L’exercice m’a permis de mieux comprendre les appels difficiles que plus de 10 000 personnes de TikTok dans le monde travaillant sur la confiance et la sécurité doivent passer chaque jour. Mais je voulais en savoir plus sur le processus d’élaboration des directives de TikTok et de conception de son algorithme : qui décide quel contenu est vu par plus de personnes sur TikTok, et comment l’application décide-t-elle quand augmenter ou rétrograder certains contenus ?

Les employés de TikTok m’ont dit que l’application ne promeut que 0,002 % des vidéos sur sa plate-forme, et que ces décisions sont prises par l’équipe de programmation de contenu, qui identifie les vidéos susceptibles d’être à la mode. Un exemple qu’ils ont donné était la façon dont la société a manuellement donné un coup de pouce aux Rolling Stones lorsque le groupe a rejoint TikTok pour la première fois.

TikTok a déclaré qu’il donnait à certains experts extérieurs accès à des détails plus détaillés sous le capot : l’intégralité de son code source, ainsi que des détails sur les exceptions qu’il fait pour promouvoir manuellement certains contenus tendance, dans une pièce séparée et top secrète dans le Maryland (vous devez signer un NDA pour entrer). La société a également déclaré que les employés d’Oracle avaient examiné le code de TikTok dans un centre de transparence distinct dans le Maryland.

Bien que le centre de transparence de TikTok donne un peu plus d’informations sur le fonctionnement de l’entreprise et de son application, nous ne savons toujours pas exactement comment les décisions relatives au contenu, aux données et à la modération sont prises au sein de l’entreprise.

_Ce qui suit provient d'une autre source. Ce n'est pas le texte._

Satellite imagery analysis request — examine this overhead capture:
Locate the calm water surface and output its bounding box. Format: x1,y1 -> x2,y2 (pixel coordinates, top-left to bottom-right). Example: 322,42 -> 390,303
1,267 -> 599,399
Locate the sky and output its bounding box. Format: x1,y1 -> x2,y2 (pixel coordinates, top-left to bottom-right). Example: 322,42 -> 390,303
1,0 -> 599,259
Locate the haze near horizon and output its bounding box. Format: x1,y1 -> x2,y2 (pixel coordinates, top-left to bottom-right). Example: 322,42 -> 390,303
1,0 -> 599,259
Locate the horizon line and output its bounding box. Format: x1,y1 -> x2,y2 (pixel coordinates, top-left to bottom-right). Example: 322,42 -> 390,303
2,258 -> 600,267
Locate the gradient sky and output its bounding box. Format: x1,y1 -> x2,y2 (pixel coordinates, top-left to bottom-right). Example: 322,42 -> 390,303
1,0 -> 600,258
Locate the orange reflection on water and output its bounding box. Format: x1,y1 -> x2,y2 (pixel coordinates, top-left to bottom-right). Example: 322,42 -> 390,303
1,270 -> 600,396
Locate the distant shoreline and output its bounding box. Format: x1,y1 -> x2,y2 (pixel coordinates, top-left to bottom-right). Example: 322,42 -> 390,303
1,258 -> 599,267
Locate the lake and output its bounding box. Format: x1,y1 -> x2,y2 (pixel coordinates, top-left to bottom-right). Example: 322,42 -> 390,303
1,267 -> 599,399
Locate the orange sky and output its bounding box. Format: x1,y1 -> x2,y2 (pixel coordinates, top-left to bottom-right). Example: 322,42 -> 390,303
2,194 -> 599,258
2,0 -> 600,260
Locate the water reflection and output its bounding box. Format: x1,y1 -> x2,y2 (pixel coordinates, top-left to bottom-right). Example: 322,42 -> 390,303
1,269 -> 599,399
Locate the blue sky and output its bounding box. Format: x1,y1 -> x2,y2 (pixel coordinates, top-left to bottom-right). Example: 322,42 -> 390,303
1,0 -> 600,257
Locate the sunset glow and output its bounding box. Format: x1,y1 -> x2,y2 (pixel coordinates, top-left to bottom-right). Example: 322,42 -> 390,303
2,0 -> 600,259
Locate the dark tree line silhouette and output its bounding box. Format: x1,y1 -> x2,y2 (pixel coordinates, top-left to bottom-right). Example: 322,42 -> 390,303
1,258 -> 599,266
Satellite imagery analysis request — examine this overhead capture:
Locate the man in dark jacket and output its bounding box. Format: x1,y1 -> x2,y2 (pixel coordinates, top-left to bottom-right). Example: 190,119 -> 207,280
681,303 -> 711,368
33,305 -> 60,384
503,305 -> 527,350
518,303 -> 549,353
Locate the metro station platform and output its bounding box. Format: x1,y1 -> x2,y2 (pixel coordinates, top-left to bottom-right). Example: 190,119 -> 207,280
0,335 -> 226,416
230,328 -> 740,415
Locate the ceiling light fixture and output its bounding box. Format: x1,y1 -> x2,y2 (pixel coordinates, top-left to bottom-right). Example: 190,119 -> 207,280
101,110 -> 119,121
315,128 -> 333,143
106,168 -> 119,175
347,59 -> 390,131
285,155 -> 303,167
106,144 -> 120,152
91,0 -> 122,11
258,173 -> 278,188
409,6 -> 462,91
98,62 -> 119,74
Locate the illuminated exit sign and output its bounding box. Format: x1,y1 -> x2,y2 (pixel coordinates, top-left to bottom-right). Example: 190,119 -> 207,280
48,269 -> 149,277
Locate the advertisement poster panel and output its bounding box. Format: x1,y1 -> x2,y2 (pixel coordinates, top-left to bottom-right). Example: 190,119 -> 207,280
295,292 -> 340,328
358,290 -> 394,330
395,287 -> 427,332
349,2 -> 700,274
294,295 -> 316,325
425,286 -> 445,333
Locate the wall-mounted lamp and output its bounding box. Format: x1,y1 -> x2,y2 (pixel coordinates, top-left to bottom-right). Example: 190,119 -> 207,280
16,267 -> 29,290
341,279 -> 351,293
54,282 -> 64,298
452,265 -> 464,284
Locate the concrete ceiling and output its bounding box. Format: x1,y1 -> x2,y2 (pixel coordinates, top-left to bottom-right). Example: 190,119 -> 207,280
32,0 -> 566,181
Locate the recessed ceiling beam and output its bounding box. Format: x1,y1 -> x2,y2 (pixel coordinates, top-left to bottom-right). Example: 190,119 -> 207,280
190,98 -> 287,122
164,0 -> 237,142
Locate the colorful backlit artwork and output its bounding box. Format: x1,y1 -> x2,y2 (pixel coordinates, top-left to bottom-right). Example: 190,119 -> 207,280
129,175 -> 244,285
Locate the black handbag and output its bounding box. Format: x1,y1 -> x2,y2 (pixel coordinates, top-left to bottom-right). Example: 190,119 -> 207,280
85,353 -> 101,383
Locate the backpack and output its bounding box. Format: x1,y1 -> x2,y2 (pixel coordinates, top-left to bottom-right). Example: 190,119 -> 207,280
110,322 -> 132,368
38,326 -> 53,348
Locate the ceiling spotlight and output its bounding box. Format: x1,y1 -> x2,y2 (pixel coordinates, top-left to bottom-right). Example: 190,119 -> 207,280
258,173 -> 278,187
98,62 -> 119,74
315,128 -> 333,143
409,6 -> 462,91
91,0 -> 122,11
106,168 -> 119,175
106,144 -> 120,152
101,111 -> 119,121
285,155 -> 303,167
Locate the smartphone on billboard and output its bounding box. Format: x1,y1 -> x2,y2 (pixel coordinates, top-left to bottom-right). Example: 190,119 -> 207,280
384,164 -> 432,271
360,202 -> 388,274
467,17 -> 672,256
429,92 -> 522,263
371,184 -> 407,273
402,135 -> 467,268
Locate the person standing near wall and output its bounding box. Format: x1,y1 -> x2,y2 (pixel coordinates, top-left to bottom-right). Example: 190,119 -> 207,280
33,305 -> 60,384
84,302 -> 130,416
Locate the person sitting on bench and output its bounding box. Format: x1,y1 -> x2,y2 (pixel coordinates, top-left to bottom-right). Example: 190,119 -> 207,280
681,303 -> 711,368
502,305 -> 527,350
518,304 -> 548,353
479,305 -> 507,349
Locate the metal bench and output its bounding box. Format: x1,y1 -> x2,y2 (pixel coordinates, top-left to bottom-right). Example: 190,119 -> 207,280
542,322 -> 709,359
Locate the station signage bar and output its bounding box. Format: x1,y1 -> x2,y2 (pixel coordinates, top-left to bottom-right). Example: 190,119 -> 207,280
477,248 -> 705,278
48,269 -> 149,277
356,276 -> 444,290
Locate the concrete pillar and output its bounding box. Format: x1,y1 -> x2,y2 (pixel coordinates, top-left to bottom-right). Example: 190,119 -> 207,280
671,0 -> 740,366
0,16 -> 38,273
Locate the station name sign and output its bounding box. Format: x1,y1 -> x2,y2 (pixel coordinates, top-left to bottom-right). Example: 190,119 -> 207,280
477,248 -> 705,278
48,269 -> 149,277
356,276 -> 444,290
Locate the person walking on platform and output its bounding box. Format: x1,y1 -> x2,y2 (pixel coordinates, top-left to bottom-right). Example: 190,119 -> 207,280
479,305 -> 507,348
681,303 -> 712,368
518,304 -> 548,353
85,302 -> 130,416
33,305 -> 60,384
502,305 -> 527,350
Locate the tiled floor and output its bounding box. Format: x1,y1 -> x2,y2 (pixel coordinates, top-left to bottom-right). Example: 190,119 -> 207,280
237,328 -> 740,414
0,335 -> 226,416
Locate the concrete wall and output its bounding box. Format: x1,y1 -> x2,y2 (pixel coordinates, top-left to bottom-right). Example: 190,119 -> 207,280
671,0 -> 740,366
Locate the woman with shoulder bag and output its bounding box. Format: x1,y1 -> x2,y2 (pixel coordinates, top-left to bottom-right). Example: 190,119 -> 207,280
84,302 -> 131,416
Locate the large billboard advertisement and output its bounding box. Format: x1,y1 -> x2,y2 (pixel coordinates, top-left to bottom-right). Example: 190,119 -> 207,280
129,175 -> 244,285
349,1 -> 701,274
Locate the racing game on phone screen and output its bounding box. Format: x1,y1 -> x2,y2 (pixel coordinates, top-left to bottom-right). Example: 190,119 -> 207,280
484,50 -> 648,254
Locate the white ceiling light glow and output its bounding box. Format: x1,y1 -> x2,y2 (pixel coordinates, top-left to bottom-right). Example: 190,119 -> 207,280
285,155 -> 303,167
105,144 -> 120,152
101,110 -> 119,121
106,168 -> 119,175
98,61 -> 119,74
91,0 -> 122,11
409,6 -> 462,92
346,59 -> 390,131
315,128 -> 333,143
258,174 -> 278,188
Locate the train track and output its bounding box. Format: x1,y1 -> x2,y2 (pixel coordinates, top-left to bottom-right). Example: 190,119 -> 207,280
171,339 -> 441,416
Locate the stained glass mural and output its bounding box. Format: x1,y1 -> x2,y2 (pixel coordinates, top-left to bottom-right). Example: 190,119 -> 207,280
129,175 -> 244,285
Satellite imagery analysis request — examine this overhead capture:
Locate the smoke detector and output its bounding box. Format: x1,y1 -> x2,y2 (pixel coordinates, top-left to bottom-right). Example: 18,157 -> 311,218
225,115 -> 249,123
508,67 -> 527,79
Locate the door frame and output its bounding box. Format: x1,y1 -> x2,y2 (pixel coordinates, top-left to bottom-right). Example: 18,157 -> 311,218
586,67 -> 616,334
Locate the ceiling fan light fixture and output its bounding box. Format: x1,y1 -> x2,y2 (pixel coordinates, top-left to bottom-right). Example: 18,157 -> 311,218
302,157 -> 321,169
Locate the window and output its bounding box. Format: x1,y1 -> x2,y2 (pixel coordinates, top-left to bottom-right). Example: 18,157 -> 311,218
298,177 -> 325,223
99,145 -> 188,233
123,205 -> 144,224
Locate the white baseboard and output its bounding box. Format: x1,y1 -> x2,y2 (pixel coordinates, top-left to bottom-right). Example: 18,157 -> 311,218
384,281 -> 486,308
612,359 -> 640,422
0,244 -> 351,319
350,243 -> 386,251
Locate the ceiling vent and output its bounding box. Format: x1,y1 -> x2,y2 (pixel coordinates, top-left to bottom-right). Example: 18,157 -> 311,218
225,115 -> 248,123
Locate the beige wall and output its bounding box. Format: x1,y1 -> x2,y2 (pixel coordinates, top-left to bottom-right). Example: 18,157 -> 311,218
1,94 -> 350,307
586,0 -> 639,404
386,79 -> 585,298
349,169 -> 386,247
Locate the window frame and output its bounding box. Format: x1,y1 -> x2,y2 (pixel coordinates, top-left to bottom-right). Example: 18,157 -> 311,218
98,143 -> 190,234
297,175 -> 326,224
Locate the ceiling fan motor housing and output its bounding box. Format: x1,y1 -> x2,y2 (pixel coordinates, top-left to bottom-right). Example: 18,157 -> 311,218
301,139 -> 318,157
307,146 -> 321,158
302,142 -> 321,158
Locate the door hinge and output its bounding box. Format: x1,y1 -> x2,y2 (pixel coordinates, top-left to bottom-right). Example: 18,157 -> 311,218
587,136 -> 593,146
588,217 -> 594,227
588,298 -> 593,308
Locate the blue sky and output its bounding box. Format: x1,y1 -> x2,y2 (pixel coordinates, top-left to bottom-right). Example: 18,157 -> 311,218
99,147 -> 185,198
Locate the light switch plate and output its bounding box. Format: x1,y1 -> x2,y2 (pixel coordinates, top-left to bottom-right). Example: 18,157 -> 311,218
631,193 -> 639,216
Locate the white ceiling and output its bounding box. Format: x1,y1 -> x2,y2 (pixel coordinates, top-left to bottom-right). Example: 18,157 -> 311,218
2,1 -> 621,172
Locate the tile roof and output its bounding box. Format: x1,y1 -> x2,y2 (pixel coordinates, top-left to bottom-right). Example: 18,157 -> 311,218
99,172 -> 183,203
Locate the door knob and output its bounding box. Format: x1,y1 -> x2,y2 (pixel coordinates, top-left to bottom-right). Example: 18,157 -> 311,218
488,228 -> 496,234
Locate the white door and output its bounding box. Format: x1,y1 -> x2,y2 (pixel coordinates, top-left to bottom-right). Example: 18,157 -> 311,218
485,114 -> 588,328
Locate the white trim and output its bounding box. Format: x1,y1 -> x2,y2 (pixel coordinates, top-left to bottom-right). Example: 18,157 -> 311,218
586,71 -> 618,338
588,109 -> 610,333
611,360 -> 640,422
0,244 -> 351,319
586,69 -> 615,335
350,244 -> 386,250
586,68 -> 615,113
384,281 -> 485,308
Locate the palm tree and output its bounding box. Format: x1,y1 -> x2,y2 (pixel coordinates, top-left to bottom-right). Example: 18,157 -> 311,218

D’autre part, TikTok adopte de nouvelles approches pour tenter de faire la lumière sur ses pratiques et algorithmes de données. Dans le cadre du plan USDS de TikTok, un groupe d’employés d’Oracle et d’experts en sécurité sont censés surveiller les algorithmes propriétaires de l’entreprise qui dictent ce que des millions de personnes voient chaque jour lorsqu’elles se connectent à l’application. Nous n’avons pas ce niveau de responsabilité externe pour Facebook ou YouTube. Des entreprises comme Meta et Google suivent également d’énormes quantités de nos informations personnelles en ligne, mais n’attirent pas le même type de problèmes de sécurité nationale que TikTok, car ce sont des entreprises américaines. Même si TikTok partage maintenant des informations par nécessité politique, c’est un avantage net pour la société qu’ils partagent la moindre information.

Reste à savoir si TikTok parviendra à faire changer d’avis sur Capitol Hill. Bien que ces dernières initiatives ne soient qu’une première étape, il en faudra beaucoup plus – et la validation de partenaires et d’experts extérieurs – pour convaincre les plus sceptiques de TikTok.